As more and more organizations move towards adopting Big Data Platforms, the need for effectively managing and maintaining the quality of the Data becomes more evident. There are organizations that are either :
· migrating from legacy systems to the newer systems or
· that retain their large legacy systems and add the newer Platforms as an overlay to be able to perform large-scale operations
In any case, data gets moved around from legacy systems into the newer Platforms. Most commonly, data from multiple sources lands into these newer systems.
Data Quality Dimensions
This raises a need for maintaining the quality of the Data on the Platform. That automatically creates a need for metrics to be able to measure the Data Quality. The first step would be in defining criteria and dimensions for Data Quality. Here are a few generally known key dimensions that go into defining Data Quality :
- Data Consistency – how consistent is the data across the different systems that hold copies of it
- Data Accuracy – how correct and accurate is the data
- Data Completeness – did any parts of the data get lost in transmission?
- Data Conformity or syntactic accuracy – whether it confirms to Data syntax & format rules
- Data Integrity – whether all the data parts add up correctly to a whole and have the right linkages & relationships intact.
- Data Uniqueness – whether there is any spurious or duplicate data in the data set such as duplicate rows, duplicated entities and so on
- Data Timeliness – whether the data is stored in a format or a manner for it to be retrievable in a timely manner and it has all of the above qualities validated at that given instant of time
The last is not really an inherent dimension of Data Quality but rather a superimposing framework that demands all of the 6 dimensions of Data Quality at any given time.
Measuring Data Quality
Now the above are generally well-understood through the industry. No rocket science there. The important question that gets raised in the scenario described at the beginning of this article, is how does one measure the quality of the data when it moves from legacy systems to the Big Data Platforms. If you take Data Completeness for example – was the Data Complete in the legacy system itself – or did it get truncated or mangled when coming into the Big Data Platform or got truncated after coming onto the Big Data Platform?

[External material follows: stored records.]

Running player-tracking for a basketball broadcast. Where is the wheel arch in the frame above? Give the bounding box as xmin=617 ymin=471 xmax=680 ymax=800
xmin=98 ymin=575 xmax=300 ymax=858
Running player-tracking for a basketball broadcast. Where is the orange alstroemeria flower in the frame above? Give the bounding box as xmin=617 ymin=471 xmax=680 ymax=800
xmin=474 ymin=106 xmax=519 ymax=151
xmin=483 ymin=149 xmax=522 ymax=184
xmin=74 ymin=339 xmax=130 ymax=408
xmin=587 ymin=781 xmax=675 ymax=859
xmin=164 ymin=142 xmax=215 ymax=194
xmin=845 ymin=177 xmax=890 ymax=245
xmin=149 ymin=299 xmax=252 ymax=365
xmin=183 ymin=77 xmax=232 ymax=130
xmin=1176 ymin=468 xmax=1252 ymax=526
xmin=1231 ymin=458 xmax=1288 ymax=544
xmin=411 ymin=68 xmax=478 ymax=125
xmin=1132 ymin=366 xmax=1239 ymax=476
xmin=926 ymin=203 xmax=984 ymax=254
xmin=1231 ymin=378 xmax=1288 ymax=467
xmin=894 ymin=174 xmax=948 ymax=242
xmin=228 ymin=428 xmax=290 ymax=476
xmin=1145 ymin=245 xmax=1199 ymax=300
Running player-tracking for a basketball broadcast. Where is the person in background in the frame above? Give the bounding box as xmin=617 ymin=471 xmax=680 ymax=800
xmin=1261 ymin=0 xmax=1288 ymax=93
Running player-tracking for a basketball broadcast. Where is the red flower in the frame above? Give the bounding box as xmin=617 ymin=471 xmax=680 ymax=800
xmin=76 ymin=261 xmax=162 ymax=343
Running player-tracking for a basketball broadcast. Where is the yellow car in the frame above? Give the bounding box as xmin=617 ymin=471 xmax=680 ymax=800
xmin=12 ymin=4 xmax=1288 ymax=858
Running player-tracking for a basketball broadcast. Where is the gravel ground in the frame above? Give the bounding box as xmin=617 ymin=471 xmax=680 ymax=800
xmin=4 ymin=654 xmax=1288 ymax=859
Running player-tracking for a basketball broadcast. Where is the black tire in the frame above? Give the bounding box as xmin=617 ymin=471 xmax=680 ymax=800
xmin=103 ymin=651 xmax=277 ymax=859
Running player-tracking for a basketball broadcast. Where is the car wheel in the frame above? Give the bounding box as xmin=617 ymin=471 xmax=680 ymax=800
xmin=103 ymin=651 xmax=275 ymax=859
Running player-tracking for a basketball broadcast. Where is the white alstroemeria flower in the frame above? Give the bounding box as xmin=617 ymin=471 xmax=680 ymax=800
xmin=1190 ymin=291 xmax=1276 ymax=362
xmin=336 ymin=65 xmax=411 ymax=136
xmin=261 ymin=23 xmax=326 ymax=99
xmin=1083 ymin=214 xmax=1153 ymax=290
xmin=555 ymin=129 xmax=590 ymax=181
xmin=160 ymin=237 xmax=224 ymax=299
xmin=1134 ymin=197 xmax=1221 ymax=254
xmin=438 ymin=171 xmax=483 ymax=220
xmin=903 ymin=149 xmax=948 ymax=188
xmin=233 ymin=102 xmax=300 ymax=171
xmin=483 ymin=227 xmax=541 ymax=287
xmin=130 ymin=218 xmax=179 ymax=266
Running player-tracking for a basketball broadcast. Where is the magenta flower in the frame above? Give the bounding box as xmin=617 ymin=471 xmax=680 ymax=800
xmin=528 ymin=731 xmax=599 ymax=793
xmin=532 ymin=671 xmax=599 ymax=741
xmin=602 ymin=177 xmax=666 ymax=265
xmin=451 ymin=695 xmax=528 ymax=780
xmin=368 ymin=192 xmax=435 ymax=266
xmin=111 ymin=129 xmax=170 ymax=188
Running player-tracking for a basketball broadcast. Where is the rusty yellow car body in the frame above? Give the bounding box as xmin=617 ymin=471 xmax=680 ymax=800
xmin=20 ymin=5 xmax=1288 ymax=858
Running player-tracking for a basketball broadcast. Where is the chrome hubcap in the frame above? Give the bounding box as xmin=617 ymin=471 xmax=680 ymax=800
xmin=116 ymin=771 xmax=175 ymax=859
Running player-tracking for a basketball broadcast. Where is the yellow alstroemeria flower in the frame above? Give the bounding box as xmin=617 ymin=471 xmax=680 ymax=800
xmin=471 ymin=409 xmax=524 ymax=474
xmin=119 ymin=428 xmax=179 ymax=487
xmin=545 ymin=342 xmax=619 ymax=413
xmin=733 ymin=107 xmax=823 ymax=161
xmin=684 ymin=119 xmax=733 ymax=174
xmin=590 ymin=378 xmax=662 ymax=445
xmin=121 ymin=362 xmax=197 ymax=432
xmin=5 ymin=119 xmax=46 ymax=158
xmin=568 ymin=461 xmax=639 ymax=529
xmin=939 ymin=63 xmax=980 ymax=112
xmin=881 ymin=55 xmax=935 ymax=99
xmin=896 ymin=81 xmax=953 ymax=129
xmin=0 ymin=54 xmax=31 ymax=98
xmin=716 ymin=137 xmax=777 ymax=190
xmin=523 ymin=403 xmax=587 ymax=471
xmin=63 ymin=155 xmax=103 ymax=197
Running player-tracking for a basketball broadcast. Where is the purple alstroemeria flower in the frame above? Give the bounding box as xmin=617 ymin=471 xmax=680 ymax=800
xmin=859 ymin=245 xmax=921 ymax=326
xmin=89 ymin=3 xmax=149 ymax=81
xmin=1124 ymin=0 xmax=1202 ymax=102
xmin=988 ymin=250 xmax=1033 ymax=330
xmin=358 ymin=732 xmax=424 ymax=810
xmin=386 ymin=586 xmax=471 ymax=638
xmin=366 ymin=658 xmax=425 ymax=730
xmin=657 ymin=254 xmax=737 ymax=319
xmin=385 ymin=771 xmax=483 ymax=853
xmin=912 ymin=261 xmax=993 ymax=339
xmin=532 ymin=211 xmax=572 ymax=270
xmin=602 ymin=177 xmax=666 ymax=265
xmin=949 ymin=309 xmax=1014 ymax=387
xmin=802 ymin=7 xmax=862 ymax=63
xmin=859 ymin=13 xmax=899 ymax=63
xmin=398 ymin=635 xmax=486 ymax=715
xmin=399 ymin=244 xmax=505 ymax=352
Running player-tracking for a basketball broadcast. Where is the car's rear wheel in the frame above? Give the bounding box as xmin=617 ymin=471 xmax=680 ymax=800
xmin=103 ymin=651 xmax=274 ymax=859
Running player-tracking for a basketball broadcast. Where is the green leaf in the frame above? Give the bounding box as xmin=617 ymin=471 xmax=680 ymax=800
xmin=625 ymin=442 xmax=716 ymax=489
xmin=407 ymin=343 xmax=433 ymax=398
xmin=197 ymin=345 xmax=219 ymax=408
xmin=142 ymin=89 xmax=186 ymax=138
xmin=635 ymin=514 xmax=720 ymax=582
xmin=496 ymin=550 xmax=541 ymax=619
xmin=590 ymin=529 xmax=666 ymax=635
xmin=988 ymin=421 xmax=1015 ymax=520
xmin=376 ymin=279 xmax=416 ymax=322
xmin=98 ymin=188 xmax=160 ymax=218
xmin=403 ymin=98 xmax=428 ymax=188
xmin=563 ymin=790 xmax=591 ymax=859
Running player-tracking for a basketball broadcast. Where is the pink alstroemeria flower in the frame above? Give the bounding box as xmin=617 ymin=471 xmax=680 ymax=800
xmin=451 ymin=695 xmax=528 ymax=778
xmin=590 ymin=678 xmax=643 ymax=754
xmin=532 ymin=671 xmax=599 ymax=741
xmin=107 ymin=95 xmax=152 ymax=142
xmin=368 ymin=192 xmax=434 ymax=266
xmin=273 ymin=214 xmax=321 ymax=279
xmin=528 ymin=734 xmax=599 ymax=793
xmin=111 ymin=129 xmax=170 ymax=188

This raises a need for measuring Data Quality :
- · Of the Data flowing into a system
- · During storage over time to ensure that the quality does not deteriorate
- · Before & after – if there is a process for cleaning/ enriching the data
Measuring the before & after quality of the Data when there is a Data Cleansing process or system, will indicate the effectiveness of the Data Cleansing system, or lack thereof.
Now writing a Data quality measurement mechanism for something like Data Conformity is relatively easy, since it relies on syntactic rules. One could measure the number of rule violations and come up with an index. Similar rules could be written for Data Completeness, Data Integrity and Data Uniqueness.

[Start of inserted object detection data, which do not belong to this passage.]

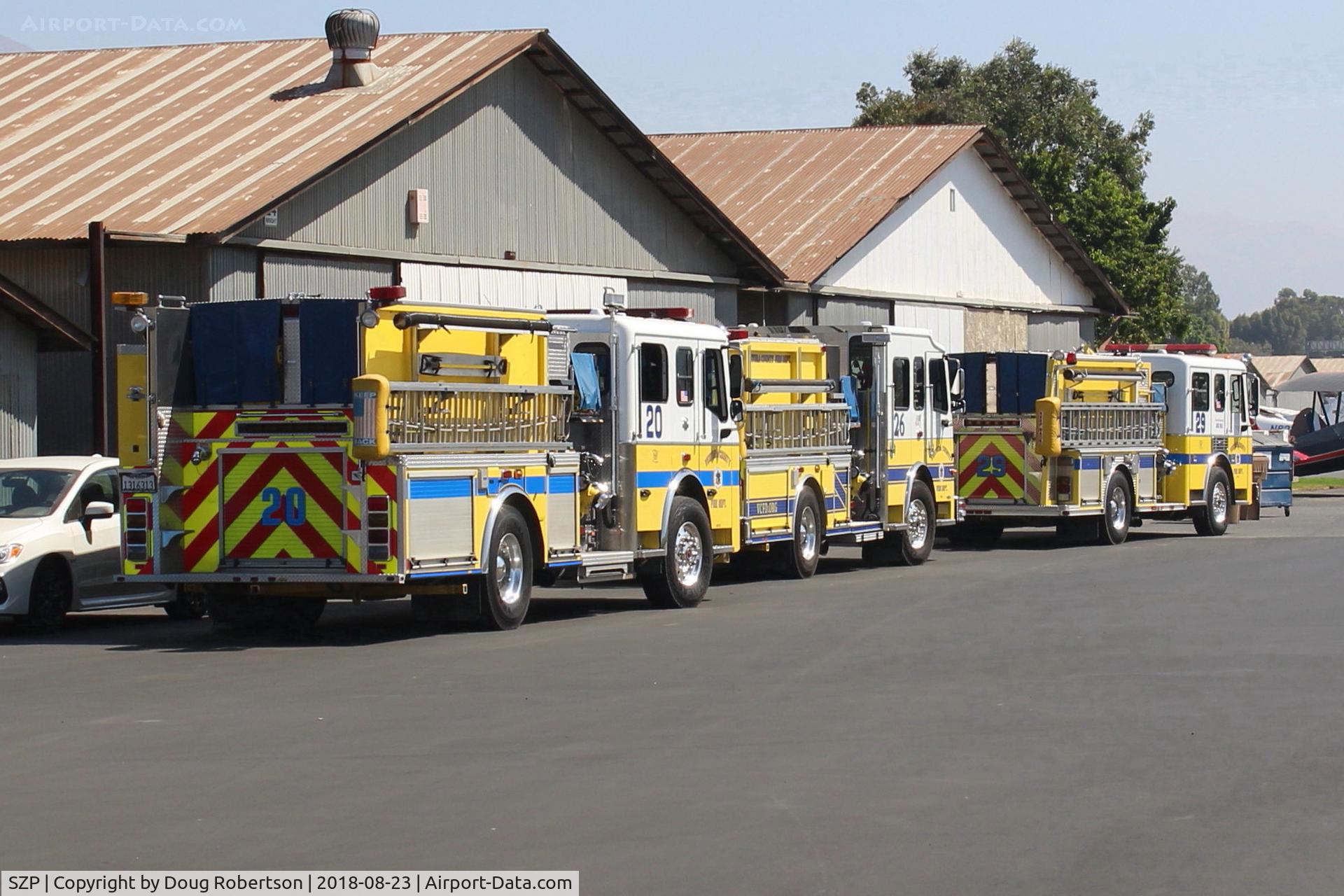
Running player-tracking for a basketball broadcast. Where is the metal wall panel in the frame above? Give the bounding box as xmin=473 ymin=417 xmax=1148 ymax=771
xmin=0 ymin=312 xmax=38 ymax=459
xmin=262 ymin=253 xmax=396 ymax=298
xmin=626 ymin=279 xmax=738 ymax=323
xmin=0 ymin=243 xmax=207 ymax=454
xmin=0 ymin=247 xmax=89 ymax=329
xmin=817 ymin=297 xmax=891 ymax=326
xmin=402 ymin=262 xmax=626 ymax=312
xmin=891 ymin=302 xmax=966 ymax=352
xmin=244 ymin=59 xmax=736 ymax=278
xmin=206 ymin=246 xmax=260 ymax=302
xmin=1027 ymin=314 xmax=1097 ymax=352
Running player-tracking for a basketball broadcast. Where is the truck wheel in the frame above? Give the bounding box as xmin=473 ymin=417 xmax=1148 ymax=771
xmin=640 ymin=494 xmax=714 ymax=610
xmin=1195 ymin=466 xmax=1233 ymax=535
xmin=477 ymin=506 xmax=532 ymax=631
xmin=788 ymin=489 xmax=827 ymax=579
xmin=162 ymin=594 xmax=206 ymax=622
xmin=888 ymin=479 xmax=941 ymax=567
xmin=1097 ymin=470 xmax=1133 ymax=544
xmin=18 ymin=559 xmax=74 ymax=631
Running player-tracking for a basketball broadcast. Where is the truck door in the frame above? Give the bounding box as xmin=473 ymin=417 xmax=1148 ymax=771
xmin=925 ymin=352 xmax=953 ymax=466
xmin=626 ymin=335 xmax=696 ymax=532
xmin=1208 ymin=373 xmax=1231 ymax=435
xmin=696 ymin=341 xmax=742 ymax=532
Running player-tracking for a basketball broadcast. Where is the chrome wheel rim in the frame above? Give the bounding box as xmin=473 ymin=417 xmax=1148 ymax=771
xmin=495 ymin=532 xmax=523 ymax=607
xmin=1106 ymin=488 xmax=1129 ymax=532
xmin=672 ymin=520 xmax=704 ymax=589
xmin=798 ymin=505 xmax=818 ymax=560
xmin=1214 ymin=482 xmax=1227 ymax=523
xmin=906 ymin=501 xmax=929 ymax=551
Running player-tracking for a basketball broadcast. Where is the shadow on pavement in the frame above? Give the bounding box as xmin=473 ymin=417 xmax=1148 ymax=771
xmin=0 ymin=591 xmax=652 ymax=653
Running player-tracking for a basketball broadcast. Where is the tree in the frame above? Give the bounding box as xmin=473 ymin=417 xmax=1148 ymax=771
xmin=1230 ymin=286 xmax=1344 ymax=355
xmin=853 ymin=39 xmax=1192 ymax=341
xmin=1179 ymin=262 xmax=1228 ymax=346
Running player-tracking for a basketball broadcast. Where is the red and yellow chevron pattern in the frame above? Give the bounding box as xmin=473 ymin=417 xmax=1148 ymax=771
xmin=957 ymin=434 xmax=1027 ymax=498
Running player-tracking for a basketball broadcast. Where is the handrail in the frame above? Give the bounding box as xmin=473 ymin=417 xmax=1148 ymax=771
xmin=387 ymin=383 xmax=573 ymax=451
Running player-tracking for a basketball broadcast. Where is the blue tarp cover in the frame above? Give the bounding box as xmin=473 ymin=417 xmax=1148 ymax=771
xmin=840 ymin=376 xmax=859 ymax=422
xmin=191 ymin=301 xmax=279 ymax=405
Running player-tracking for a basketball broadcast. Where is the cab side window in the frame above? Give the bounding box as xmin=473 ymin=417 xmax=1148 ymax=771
xmin=929 ymin=360 xmax=951 ymax=414
xmin=640 ymin=342 xmax=668 ymax=405
xmin=891 ymin=357 xmax=910 ymax=411
xmin=676 ymin=345 xmax=695 ymax=407
xmin=704 ymin=348 xmax=729 ymax=421
xmin=914 ymin=357 xmax=925 ymax=411
xmin=1189 ymin=373 xmax=1208 ymax=411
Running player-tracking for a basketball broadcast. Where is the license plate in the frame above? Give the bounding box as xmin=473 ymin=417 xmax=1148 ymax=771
xmin=121 ymin=473 xmax=159 ymax=494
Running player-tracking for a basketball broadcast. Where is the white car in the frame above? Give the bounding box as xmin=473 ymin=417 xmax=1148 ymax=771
xmin=0 ymin=456 xmax=204 ymax=629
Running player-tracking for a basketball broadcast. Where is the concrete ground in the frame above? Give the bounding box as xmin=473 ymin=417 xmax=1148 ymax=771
xmin=0 ymin=496 xmax=1344 ymax=896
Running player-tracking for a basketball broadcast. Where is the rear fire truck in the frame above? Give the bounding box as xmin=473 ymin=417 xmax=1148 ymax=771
xmin=954 ymin=346 xmax=1252 ymax=544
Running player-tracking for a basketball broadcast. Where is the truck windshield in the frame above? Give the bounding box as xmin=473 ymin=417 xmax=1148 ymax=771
xmin=0 ymin=470 xmax=74 ymax=520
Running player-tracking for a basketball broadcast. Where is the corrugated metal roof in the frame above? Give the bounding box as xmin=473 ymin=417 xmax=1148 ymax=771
xmin=1252 ymin=355 xmax=1315 ymax=388
xmin=0 ymin=29 xmax=545 ymax=241
xmin=652 ymin=125 xmax=1129 ymax=313
xmin=1312 ymin=357 xmax=1344 ymax=373
xmin=653 ymin=125 xmax=983 ymax=284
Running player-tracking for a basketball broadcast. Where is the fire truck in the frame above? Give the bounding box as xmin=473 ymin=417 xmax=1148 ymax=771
xmin=117 ymin=288 xmax=958 ymax=629
xmin=954 ymin=345 xmax=1255 ymax=544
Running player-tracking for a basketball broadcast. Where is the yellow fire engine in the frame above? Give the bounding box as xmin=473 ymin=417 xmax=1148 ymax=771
xmin=118 ymin=288 xmax=957 ymax=629
xmin=955 ymin=345 xmax=1255 ymax=544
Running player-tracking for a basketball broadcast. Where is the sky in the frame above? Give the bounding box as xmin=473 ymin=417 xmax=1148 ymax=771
xmin=0 ymin=0 xmax=1344 ymax=316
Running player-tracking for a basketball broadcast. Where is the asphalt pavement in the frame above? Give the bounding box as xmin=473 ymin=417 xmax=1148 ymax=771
xmin=0 ymin=497 xmax=1344 ymax=896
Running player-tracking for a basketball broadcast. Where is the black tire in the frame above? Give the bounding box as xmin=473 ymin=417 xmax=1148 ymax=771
xmin=640 ymin=494 xmax=714 ymax=610
xmin=164 ymin=594 xmax=206 ymax=622
xmin=780 ymin=489 xmax=827 ymax=579
xmin=887 ymin=479 xmax=941 ymax=567
xmin=863 ymin=479 xmax=938 ymax=567
xmin=472 ymin=506 xmax=532 ymax=631
xmin=1194 ymin=466 xmax=1233 ymax=535
xmin=16 ymin=559 xmax=74 ymax=631
xmin=1097 ymin=470 xmax=1134 ymax=544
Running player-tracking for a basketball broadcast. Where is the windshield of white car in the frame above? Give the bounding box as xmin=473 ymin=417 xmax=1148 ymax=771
xmin=0 ymin=470 xmax=76 ymax=520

Data Consistency measurement is relatively harder esp when one looks at it from the Data Timeliness angle. It would need a system that can have a simultaneous, atomic peek at both the source & destination systems to compare. One could have a light-weight hashing system that gives a yes or no answer. But if it was only one bit that was amiss – you wouldn’t want to throw away that whole data instance you just received because the hash was wrong. This requires a more intelligent system that does a trade-off between smaller data size hashes and smaller retransmissions. One could make it a more adaptive system where the data size is larger when the quality is better and smaller when it is worse.

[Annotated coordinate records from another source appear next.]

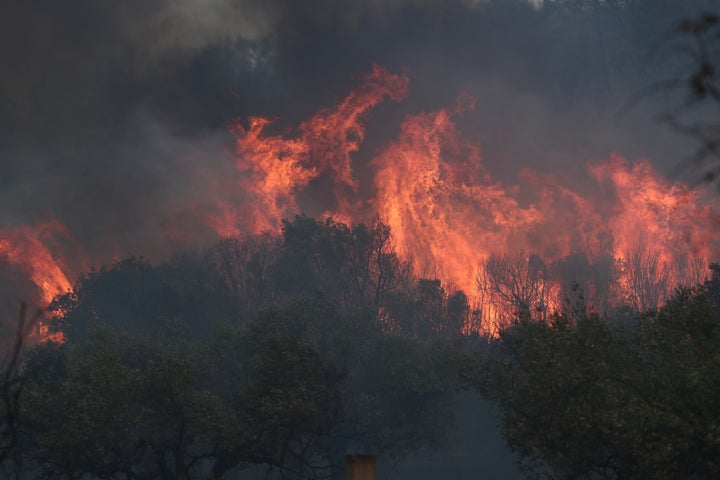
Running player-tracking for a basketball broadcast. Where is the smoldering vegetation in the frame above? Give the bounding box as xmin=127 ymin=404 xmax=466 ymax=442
xmin=0 ymin=0 xmax=713 ymax=262
xmin=0 ymin=216 xmax=720 ymax=479
xmin=0 ymin=0 xmax=720 ymax=480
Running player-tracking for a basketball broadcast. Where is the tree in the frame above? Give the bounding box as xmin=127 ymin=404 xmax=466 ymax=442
xmin=22 ymin=328 xmax=239 ymax=479
xmin=468 ymin=285 xmax=720 ymax=478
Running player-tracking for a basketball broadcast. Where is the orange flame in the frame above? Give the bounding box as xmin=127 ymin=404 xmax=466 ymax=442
xmin=0 ymin=221 xmax=72 ymax=341
xmin=219 ymin=66 xmax=408 ymax=235
xmin=222 ymin=66 xmax=718 ymax=332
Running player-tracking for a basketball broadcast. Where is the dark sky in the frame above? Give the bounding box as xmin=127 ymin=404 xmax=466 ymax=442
xmin=0 ymin=0 xmax=718 ymax=258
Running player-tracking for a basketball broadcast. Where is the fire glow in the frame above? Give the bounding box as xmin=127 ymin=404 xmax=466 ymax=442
xmin=0 ymin=66 xmax=718 ymax=338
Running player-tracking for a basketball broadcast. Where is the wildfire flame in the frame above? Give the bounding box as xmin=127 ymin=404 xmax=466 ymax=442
xmin=0 ymin=66 xmax=719 ymax=338
xmin=218 ymin=66 xmax=718 ymax=330
xmin=0 ymin=221 xmax=72 ymax=341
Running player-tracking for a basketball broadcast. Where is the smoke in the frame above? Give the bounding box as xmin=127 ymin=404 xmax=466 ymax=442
xmin=0 ymin=0 xmax=714 ymax=278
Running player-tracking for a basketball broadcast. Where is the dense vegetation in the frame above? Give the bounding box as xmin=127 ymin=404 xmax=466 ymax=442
xmin=0 ymin=216 xmax=720 ymax=479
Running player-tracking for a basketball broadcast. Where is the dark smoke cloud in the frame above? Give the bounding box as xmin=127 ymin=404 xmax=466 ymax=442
xmin=0 ymin=0 xmax=718 ymax=272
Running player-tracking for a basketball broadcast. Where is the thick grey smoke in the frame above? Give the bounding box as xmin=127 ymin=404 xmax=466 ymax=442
xmin=0 ymin=0 xmax=718 ymax=270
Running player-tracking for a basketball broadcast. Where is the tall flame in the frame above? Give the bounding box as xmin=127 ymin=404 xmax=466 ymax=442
xmin=218 ymin=66 xmax=719 ymax=330
xmin=0 ymin=221 xmax=72 ymax=341
xmin=5 ymin=66 xmax=720 ymax=338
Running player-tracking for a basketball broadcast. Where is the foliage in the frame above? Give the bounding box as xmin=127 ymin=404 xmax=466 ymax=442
xmin=469 ymin=284 xmax=720 ymax=478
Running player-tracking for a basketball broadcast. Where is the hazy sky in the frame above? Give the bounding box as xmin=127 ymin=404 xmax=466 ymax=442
xmin=0 ymin=0 xmax=717 ymax=262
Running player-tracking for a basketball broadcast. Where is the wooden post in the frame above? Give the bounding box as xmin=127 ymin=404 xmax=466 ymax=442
xmin=345 ymin=454 xmax=376 ymax=480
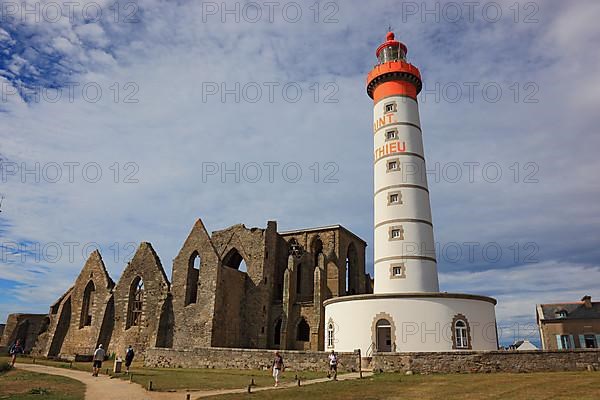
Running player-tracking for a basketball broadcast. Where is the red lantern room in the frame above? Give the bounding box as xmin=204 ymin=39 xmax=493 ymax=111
xmin=367 ymin=32 xmax=422 ymax=103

Data Accuracy, Data Integrity and Data Uniqueness have some additional complexity to them. There will have to be some heuristic on top of the rules that will have to be applied. Some could be as simple as a spell-check for text fields. But again a spelling syntactically correct, may still be inaccurate in that context and an inaccurate spelling might be a valid entry. For numeric data – there will have to be some heuristic rules that are set and some that will have to be deduced from the data itself. This brings a potential application of Data Science/Machine Learning to apply to the data to find the most common ranges. It would need some intervention to make sure the system is not learning from a highly corrupt data-set.